Its true what they say, we are never given more than we can handle. Just when I think things couldn't get worse, something worse happens and I'm reminded that things can always be worse.

It's no surprise or secret to anyone out there that I've lost a LOT in the past couple of years. I went from loosing my home in San Pedro and my job in Palos Verdes, to loosing my uHaul with everything I owned inside it, to loosing even the occasional spot in my parents memories on my own birthday. It's been a really hard year for me, and even now the only piece of furniture I own that I actually paid for (in Lew of finding it on the curb) is the night stand / dresser I bought from Ikea, just so I would have a spot to put my clothes.

I've been really upset lately. I'm more than broke and my car registration is coming due. While that would normally only be a little less than $200 a year, this year it's much higher. There are a couple of violations attached that I swore up and down I had taken care of. This year my vehicle registration will cost me more than $600 and it's due by November 20th. I don't have anything left to sell in order to make that payment. All I can think of at this point is giving up my apartment and using the deposit money to pay for my registration. Which is the lesser of two evils? Either I loose my place and live with two cats in my tiny car, or I sell my car and the three of us starve to death as I look for a job within walking distance.

All these thoughts clouded my mind the past few days, as well as wondering what my future will hold in store, feeling a bit like a train wreck in the head. I'm in the middle of a silent political battle between two different opponents, neither knowing what's going on with the other. In the mean time, here I sit feeling very much like the rope in a game of Tug-of-war.

As I sat enjoying the breeze in my hair on a hot day, I thought about all of these things on my drive home. It was only yesterday, November 3rd. It was after 4:30 pm but before 5:00 by the time I reached Ocean Blvd. in Long Beach. I was following the flow of traffic easily enough, but up ahead some guy in a cream colored Jaguar was blocking the slow lane on the major street I was traveling down. He was turning out of a side street trying to turn left, and had come to a complete stop in the slow lane. Since I was traveling along in the fast lane, I continued on my way, slowing slightly in case anyone tried anything crazy. Instead, he inched forward a bit. I honked my horn and he stopped again. Then he inched forward again. I honked again. He stopped completely in the middle of the lane, still blocking traffic entirely. Just about the time I got right in front of him, he hit the gas suddenly and nearly launched the back end of my car into oncoming traffic.

I was stunned.

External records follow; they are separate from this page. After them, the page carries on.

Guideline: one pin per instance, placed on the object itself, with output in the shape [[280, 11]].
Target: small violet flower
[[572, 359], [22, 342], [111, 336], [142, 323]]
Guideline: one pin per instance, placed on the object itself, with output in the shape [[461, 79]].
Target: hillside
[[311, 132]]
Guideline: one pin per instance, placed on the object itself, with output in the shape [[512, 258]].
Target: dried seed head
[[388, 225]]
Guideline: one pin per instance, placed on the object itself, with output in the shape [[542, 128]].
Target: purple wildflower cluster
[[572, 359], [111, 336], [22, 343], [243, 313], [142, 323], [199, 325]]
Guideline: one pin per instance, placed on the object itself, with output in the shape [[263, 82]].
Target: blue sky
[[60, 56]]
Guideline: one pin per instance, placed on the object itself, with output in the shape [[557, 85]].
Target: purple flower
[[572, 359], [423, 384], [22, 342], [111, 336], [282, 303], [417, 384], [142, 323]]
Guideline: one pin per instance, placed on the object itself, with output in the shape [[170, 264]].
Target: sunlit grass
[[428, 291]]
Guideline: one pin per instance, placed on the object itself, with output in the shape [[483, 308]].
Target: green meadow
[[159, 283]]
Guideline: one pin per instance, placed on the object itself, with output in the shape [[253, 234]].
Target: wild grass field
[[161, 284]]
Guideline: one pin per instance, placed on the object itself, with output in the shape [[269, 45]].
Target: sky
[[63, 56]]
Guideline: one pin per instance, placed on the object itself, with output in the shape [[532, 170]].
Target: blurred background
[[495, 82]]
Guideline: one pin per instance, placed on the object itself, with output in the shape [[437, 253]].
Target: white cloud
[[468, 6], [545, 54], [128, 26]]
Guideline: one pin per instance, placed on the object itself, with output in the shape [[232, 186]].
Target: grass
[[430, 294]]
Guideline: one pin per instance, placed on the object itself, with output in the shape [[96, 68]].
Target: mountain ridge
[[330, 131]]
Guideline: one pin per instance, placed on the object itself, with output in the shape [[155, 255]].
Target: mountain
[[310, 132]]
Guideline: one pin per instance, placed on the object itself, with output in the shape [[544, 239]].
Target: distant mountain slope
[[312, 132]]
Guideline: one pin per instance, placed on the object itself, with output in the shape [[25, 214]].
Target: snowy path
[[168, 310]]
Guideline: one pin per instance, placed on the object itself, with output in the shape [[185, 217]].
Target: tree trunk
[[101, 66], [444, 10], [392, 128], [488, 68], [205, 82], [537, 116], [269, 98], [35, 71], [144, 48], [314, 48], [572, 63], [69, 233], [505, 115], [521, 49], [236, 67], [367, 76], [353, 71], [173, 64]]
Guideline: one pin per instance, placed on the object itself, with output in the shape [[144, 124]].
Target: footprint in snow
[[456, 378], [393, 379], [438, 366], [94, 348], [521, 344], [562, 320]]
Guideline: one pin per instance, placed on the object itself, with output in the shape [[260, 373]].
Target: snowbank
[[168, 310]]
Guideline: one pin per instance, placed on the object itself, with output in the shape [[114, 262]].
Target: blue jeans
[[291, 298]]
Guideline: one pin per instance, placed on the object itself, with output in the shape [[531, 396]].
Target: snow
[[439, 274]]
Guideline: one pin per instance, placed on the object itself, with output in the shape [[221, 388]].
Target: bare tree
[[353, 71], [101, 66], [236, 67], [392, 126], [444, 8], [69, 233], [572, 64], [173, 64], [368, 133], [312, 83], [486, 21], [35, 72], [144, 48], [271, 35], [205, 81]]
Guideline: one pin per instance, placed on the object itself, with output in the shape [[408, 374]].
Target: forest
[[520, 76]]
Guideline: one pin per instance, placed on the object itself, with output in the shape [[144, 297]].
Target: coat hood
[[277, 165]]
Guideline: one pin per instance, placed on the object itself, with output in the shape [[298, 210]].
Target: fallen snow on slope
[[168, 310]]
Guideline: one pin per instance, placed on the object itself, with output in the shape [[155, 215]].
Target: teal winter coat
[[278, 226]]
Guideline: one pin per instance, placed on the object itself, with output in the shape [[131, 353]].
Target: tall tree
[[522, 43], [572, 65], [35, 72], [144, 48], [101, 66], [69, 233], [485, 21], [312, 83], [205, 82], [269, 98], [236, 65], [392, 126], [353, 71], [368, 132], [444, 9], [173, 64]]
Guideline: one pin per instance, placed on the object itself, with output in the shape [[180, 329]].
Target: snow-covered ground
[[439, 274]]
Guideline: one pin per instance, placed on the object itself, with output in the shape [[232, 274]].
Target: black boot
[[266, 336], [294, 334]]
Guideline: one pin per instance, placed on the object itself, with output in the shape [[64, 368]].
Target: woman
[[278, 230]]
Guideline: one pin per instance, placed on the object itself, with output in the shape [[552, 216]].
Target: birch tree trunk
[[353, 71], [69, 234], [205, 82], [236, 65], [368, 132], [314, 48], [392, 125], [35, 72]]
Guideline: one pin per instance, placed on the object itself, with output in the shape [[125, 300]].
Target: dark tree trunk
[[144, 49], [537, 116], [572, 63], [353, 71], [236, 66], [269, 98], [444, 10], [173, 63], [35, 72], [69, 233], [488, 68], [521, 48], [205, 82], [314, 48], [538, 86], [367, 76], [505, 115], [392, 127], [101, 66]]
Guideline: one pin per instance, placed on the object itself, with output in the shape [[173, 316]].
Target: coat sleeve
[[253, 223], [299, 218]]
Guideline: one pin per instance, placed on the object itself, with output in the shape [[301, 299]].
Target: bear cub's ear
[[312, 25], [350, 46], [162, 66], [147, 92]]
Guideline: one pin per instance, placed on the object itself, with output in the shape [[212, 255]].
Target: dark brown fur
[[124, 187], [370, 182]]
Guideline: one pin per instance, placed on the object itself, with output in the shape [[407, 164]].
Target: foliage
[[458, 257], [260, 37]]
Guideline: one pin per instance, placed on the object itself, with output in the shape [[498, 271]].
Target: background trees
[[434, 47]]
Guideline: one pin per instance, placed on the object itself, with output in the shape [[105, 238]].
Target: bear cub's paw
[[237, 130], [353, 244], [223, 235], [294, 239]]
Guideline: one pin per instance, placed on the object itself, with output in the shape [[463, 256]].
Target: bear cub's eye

I couldn't believe that he would dare hit my car the way he did. He was out in the middle of the slow lane, blocking traffic, and empty street behind him he could have stayed in until traffic cleared. There was the suicide lane in the middle of the intersection he could have gone into. Instead, he gassed it and nailed the side of my car, causing me to fishtail in the lanes. Right away I pulled off to a red curb and got out to look at my car.

I gasped. The breath I sucked in would have filled my lungs twice on a normal day. At first all I thought he hit was my back bumper, since all I saw was the black smudge all the way in the back. But as my eyes traveled towards the front of my car, I realized just how much damage had been done. My passenger side door was hit first, but the other car tore up the back half of my car from the door to the tire. It was dented in, scraped and bent far worse than anything I have ever personally driven. I'd never been in a collision in my life! I didn't even have any speeding tickets on my record.

I opened my car door and inspected the damage a bit closer. Tears stung at my eyes and my anger began to boil deep in my belly. I was still in my work uniform, and I completely failed to notice that a part of my badge was poking out from under the hooded sweatshirt I had on over it. I grabbed my keys and heading across the street to find the other driver. I had hoped to find a witness or two on the way, but not a single person stopped. Several possible witnesses looked at me as though they were afraid to speak up.

"You didn't hear my horn," I asked the other driver as soon as I identified him.

"Yeah, I heard it, but it was already too late." He paused a second as though he was rethinking what he had just said. "It was your fault anyway. You were speeding."

Outraged at his accusation, I yanked out one of my mobile phones and began dialing a number. My hands were shaking and I could hardly focus on the numbers. It was as though I were trapped in a bad dream and finding myself unable to scream. I dialed in 411 and hit the green 'talk' button. It immediately connected.

"Give me your stuff," the other driver said. "Where's your insurance information?"

"I'm calling the Police," I stated clearly. "You can wait a minute." It was obvious the guy was in some sort of a hurry. I had no problem giving him my insurance information, but he wasn't going anywhere until I had the Police tell us both who was at fault. It wasn't even about having to prove myself right to this pompous jerk driving his classic Jaguar. It was more about knowing how much damage was on my car and realizing he had metal bumpers and only a small red smudge for his damage. It was about not wanting the cost of my insurance to go up. It was about me wanting to cover my butt and still being able to tell the world that I've never been in a collision where I was at fault. And it was about proving to the pompous jerk that he was wrong.

In the city of Los Angeles, we abound with idiotic drivers who all think that everything is about them. Accidents happen daily with uninsured motorists, people without drivers licenses, BMW drivers cutting people off, Mercedes drivers pretending like they own the road and taking their half out of the middle, etc. Here I had always been a responsible, good driver, always defensive and watching for idiots. Here I had seen an idiot and had taken the time to warn him of his potentially stupid mistake, and here he did it anyway. He had the opportunity to change what happened next and failed to do it. There was NO WAY I was going to give my information (including home address) to this guy without the police present. It might as well be me letting him get away with thinking that what he had done was correct and he wasn't to blame in any way. I'm not the kind of person to roll over and take a beating. I've said it before to some of the men in my life, and it's a lesson I learned well from my father. "Hit me once and you'll never do it again. Hit me twice and nobody will ever find the pieces." The guy already hit me once with his car. I wasn't about to let him slap me in the face to go with it.